What if your data is not rectangular? What does non-rectangular data look like? Very often our data might come in dictionaries. Imagine data about a "tweet". It might look like this:

```python
{
    "screenname": "wunderkid",
    "id_str": "928374987",
    "text": "Woah, pandas is so much fun #worldrocked #jawdrop #win",
    "hashtags": ["worldrocked", "jawdrop", "win"]
}
```

How would you fit this into a rectangular data format? Do the "hashtags" cause a problem?

In [None]:
raw_tweets = [{ "screenname": "wunderkid",
          "id_str": "928374987",
          "text": "Woah, pandas is so much fun #worldrocked #jawdrop #ml",
          "hashtags": ["worldrocked", "jawdrop", "ml"]},
          {"screenname": "pumpkin",
           "id_str": "98214039",
           "text": "I stay up all night dreaming of linear models #datascience #ml",
           "hashtags": ["datascience", "ml"]}]

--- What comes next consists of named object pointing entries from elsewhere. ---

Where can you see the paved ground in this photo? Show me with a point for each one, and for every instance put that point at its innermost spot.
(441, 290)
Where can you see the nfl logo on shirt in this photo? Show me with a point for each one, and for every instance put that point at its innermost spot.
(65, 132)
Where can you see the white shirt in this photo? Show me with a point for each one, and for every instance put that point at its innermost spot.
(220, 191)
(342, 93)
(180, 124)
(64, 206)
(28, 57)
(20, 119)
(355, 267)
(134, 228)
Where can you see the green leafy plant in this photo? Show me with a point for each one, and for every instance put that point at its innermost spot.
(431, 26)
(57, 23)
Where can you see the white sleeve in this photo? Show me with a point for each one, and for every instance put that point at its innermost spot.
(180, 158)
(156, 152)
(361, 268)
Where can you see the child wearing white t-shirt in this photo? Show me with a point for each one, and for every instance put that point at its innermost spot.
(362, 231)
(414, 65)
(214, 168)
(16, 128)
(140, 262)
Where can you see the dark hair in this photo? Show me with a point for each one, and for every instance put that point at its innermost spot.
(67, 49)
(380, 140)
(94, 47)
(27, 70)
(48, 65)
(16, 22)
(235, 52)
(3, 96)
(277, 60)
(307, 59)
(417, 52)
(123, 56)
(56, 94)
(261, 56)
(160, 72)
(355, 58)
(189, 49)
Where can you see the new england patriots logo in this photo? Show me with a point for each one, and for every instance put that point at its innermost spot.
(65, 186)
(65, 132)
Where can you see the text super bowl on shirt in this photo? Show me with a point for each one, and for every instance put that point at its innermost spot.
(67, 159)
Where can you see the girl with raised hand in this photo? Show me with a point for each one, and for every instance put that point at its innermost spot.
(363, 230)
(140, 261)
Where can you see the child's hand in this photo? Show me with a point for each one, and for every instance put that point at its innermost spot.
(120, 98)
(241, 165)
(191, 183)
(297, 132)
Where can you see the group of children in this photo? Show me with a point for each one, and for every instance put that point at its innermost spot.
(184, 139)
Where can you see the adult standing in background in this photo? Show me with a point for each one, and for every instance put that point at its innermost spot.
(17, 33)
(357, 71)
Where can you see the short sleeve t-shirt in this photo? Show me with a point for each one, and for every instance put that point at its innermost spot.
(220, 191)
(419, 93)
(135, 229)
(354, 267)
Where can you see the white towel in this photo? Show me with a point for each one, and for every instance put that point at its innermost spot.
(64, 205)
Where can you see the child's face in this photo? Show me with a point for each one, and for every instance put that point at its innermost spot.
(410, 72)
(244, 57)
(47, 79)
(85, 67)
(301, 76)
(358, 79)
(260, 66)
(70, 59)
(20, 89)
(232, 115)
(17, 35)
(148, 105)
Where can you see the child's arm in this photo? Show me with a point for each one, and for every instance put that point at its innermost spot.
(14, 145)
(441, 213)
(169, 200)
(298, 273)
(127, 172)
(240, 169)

tweets = pd.DataFrame(raw_tweets)

# What is the "hashtag" column made of? 
tweets

## Merge keeps the data flat

The correct way to use data such as this in pandas, data with nested lists, is to copy each tweet to multiple rows, one row for each hashtag.

We can use "merge" to do this for us automatically if we put the data into two separate dataframes, one for the hashtags and one for the rest of the tweets. This is called "normalized form" and is often how you will find data if you get it from a SQL database:

In [None]:
# We can use the "colums" keyword to select only some columns when
# we create the dataframe: 

tweets = pd.DataFrame(raw_tweets, columns = ["screenname", "id_str", "text"])
tweets

In [None]:
# Challenge:
# 
# Create a DataFrame object called "hashtags".
# It should have two columns "id" and "hashtag".
# "id" should be the id of the user who tweeted
# the hashtag, "hashtag" shold be the hashtag
# that was tweeted.



In [None]:
# Challenge:

# Try to merge the two DataFrame objects!